Fox Naomi K, Brenner Steven E, Chandonia John-Marc
Lawrence Berkeley National Laboratory, Physical Biosciences Division, Berkeley, California, 94720.
Department of Plant and Microbial Biology, University of California, Berkeley, California, 94720.
Proteins. 2015 Nov;83(11):2025-38. doi: 10.1002/prot.24915. Epub 2015 Sep 19.
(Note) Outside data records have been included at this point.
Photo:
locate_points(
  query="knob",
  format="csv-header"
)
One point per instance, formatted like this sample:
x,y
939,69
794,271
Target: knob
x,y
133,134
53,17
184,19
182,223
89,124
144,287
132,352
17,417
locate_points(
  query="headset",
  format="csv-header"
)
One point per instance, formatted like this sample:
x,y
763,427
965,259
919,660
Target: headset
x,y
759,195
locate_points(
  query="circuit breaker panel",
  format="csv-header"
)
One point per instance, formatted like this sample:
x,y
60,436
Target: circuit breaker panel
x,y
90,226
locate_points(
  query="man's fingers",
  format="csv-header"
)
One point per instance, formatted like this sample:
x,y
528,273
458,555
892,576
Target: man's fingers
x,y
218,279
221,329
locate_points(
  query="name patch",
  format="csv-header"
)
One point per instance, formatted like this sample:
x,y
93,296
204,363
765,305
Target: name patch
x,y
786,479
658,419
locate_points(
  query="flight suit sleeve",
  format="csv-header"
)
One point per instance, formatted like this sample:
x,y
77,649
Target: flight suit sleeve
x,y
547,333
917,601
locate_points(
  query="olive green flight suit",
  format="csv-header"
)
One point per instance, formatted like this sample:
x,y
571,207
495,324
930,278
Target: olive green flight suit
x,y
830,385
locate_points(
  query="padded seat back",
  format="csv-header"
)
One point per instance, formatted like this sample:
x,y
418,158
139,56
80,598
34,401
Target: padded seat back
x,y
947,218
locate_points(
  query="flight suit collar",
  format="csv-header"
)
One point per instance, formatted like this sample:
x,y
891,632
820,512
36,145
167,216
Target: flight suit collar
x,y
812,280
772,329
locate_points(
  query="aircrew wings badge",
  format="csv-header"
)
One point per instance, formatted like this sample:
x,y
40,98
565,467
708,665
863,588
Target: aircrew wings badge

The Structural Classification of Proteins (SCOP) and Class, Architecture, Topology, Homology (CATH) databases have been valuable resources for protein structure classification for over 20 years. Development of SCOP (version 1) concluded in June 2009 with SCOP 1.75. The SCOPe (SCOP-extended) database offers continued development of the classic SCOP hierarchy, adding over 33,000 structures. We have attempted to assess the impact of these two decade old resources and guide future development. To this end, we surveyed recent articles to learn how structure classification data are used. Of 571 articles published in 2012-2013 that cite SCOP, 439 actually use data from the resource. We found that the type of use was fairly evenly distributed among four top categories: A) study protein structure or evolution (27% of articles), B) train and/or benchmark algorithms (28% of articles), C) augment non-SCOP datasets with SCOP classification (21% of articles), and D) examine the classification of one protein/a small set of proteins (22% of articles). Most articles described computational research, although 11% described purely experimental research, and a further 9% included both. We examined how CATH and SCOP were used in 158 articles that cited both databases: while some studies used only one dataset, the majority used data from both resources. Protein structure classification remains highly relevant for a diverse range of problems and settings.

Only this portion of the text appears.